Huff didn't understand. She asked Marcus what "bad word" he had used. The child answered, "gay."

"I just couldn't figure out what was so horrible about that word," Huff recalled Wednesday.

Lafayette schools superintendent James Easton said in a statement Wednesday that "the discipline was related to ordinary student disturbances" and that "this entire matter was reported based on a lack of accurate information." He denied Marcus was disciplined for using the word "gay."

The school's principal, Virginia Bonvillain, did not respond to an interview request.

The ACLU, in its letter to the school, spoke sternly of "censorship," "discrimination," and "harassment," and warned of a possible lawsuit.

Huff sees it in more personal terms. "Why the kids?" she asked Wednesday. "Why are they picking on the kids?"

She grew up in northern California, had been living in Natchez, Miss., and was looking for a place where a gay person could feel "more comfortable."

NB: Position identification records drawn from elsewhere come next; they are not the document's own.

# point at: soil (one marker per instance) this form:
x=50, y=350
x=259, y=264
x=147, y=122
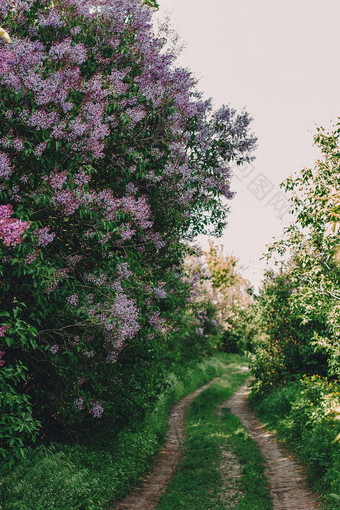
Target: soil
x=155, y=484
x=286, y=479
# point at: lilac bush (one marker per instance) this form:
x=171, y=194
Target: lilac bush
x=109, y=161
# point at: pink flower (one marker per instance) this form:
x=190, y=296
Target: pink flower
x=97, y=410
x=3, y=330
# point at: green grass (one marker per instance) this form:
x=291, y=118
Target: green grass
x=79, y=477
x=299, y=413
x=198, y=482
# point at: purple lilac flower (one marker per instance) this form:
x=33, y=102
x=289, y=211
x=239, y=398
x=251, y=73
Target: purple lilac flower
x=73, y=300
x=54, y=349
x=3, y=330
x=79, y=403
x=43, y=237
x=97, y=410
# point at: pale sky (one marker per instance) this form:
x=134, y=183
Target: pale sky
x=279, y=60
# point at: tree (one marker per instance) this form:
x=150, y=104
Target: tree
x=114, y=159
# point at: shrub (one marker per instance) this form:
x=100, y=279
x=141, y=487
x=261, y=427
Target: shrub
x=109, y=160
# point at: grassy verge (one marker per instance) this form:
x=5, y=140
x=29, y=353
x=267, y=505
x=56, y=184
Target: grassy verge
x=198, y=481
x=63, y=477
x=301, y=414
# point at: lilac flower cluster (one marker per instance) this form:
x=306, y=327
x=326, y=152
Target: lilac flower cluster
x=109, y=144
x=79, y=403
x=97, y=410
x=3, y=330
x=43, y=237
x=11, y=229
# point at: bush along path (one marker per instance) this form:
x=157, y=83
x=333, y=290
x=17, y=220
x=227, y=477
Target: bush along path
x=221, y=466
x=229, y=461
x=286, y=479
x=147, y=496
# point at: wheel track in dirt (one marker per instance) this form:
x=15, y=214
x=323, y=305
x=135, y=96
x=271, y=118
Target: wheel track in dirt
x=156, y=483
x=285, y=476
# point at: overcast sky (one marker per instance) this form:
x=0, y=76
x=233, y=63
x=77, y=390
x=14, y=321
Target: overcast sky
x=279, y=60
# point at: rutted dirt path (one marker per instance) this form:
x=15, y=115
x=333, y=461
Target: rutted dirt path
x=156, y=483
x=286, y=479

She met her partner through the Internet and moved to Lafayette six months ago. Huff said she hasn't encountered a hint of discrimination, until now.

Several parents waiting outside the school Wednesday ridiculed the school administrators. None would give their names. Gay or not, their sympathies were with Huff.

"That's why I moved here, because I'm open about this," Huff said outside the Wal-Mart. "I moved here so I could live a normal life."